Wes Anderson, el discípulo aventajado de Stanley Kubrick, vuelve
a uno de sus mundos preferidos en esta comedía satírica de aventuras sobre el descubrimiento
del amor y del sexo, ambientada en un campamento boy scout de los años sesenta y con varias referencias autobiográficas.
Precisamente por eso, los protagonistas podrían ser considerados como la
versión juvenil del matrimonio animal de Fantastic
Mr. Fox, probablemente la obra maestra de Anderson. A fuerza de un
esteticismo impenitente, este inofensivo diorama parece, por momentos, un producto
cinematográfico hiperrealista, a base de insertar tomas descriptivas y pequeños
detalles en la estructura narrativa, y ello a pesar de ciertos anacronismos. La
música (de Benjamin Britten a Hank Williams, de Alexandre Desplat a François Hardy) ayuda a conseguir eso que Roland Barthes llamó “efecto de realidad”, un
efecto que, sin embargo, se queda en el nivel de un spot televisivo.
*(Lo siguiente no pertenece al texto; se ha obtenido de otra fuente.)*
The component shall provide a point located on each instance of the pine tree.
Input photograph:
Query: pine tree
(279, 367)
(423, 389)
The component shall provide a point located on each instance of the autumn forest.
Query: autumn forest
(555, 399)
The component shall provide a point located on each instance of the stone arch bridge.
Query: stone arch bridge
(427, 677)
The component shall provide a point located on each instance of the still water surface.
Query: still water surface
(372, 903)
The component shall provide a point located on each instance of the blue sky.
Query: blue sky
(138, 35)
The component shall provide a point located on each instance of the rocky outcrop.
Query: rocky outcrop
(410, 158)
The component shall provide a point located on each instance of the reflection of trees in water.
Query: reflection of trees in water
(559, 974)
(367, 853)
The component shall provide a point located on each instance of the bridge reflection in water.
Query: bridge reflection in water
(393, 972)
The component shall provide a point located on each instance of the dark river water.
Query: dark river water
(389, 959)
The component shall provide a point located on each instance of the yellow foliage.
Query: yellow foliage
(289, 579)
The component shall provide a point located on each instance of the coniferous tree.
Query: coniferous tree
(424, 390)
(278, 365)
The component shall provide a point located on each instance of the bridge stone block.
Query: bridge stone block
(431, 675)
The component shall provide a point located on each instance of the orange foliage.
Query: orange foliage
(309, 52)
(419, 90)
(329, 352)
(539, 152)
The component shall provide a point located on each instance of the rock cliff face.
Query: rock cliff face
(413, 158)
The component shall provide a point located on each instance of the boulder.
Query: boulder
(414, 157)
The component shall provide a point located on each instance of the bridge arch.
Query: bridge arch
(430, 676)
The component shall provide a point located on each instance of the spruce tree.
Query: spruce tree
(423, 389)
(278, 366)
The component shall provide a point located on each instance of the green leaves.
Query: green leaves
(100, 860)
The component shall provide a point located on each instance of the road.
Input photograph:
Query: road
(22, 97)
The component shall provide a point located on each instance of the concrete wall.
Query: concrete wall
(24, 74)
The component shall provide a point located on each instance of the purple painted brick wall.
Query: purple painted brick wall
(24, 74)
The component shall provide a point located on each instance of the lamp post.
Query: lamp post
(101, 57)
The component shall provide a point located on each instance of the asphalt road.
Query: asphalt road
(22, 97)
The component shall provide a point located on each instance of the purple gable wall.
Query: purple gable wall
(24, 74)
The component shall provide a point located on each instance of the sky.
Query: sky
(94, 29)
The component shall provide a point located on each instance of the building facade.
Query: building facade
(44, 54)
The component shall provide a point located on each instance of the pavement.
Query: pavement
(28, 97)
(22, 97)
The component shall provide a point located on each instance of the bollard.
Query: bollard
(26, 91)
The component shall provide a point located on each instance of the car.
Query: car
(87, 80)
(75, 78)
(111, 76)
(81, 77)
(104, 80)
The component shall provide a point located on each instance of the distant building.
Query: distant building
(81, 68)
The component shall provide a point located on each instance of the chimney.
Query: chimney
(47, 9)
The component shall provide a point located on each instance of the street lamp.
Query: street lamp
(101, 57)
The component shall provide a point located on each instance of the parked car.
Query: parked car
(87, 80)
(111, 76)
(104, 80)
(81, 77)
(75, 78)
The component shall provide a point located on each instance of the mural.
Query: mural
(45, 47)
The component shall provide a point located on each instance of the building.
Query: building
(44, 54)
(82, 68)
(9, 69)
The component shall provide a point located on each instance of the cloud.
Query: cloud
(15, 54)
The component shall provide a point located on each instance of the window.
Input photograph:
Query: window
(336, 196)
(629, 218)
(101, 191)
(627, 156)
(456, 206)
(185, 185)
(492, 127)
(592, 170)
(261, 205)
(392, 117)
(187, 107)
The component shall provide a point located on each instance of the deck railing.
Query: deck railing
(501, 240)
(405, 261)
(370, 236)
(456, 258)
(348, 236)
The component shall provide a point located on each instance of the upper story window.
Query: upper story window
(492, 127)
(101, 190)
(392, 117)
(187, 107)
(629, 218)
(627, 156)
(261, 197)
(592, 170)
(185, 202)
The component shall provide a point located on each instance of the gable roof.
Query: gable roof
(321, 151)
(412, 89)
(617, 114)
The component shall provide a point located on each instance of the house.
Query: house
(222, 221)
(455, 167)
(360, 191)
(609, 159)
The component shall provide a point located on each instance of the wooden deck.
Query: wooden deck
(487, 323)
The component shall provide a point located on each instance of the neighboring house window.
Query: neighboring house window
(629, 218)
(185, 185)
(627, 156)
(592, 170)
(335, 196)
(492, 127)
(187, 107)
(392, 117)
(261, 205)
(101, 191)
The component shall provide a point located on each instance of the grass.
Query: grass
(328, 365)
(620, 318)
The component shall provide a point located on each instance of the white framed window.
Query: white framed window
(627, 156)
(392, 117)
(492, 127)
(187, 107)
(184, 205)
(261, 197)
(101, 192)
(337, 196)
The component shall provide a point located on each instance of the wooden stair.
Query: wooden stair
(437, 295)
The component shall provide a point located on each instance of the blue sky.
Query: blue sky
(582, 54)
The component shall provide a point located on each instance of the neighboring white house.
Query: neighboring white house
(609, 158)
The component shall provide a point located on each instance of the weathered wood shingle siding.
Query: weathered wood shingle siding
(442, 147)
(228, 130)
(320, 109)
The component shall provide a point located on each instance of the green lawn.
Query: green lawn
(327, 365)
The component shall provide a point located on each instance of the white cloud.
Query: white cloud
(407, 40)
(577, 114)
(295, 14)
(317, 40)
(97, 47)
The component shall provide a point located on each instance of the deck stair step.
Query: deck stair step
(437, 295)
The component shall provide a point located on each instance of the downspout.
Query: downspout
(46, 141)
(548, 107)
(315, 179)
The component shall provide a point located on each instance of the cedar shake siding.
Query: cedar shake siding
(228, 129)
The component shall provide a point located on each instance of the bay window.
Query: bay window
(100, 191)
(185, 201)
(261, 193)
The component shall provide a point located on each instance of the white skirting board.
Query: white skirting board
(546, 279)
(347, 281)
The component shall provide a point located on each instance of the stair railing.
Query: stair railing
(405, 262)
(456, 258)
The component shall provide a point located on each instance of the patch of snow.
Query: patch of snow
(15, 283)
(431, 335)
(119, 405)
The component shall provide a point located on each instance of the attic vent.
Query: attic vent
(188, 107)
Temática, visual y ornamentalmente, la película recuerda a esos filmes usamericanos
y británicos, de los sesenta y setenta, sobre el difícil mundo de los
adolescentes, ya sea en granjas del medio oeste o en pleno Londres, como Melody, Tú a Bostón y yo a California, Harold y Maude o algún que otro film de Fielder Cook. Siendo fiel
a esta influencia, no por causalidad, la película está rodada en 16 mm. Por su
parte, Edward Norton, Bill Murray y Frances McDormand se mimetizan con sus
papeles, Bruce Willis pone su voz y sus gestos habituales (a su típico papel) mientras
que Harvey Keitel y Jason Schwartzmann sorprenden en sus respectivos roles. Respecto
de los actores protagonistas, poco que decir: un inglés relativamente inexpresivo y unas
interpretaciones como de obra de fin de curso. Finalmente, para ser
honestos, la película adolece de unos efectos especiales de medio pelo y le
sobran, claramente, un par de escenas que consiguen sonrojar al espectador (por
ejemplo, la del rayo o la de la torre del campanario).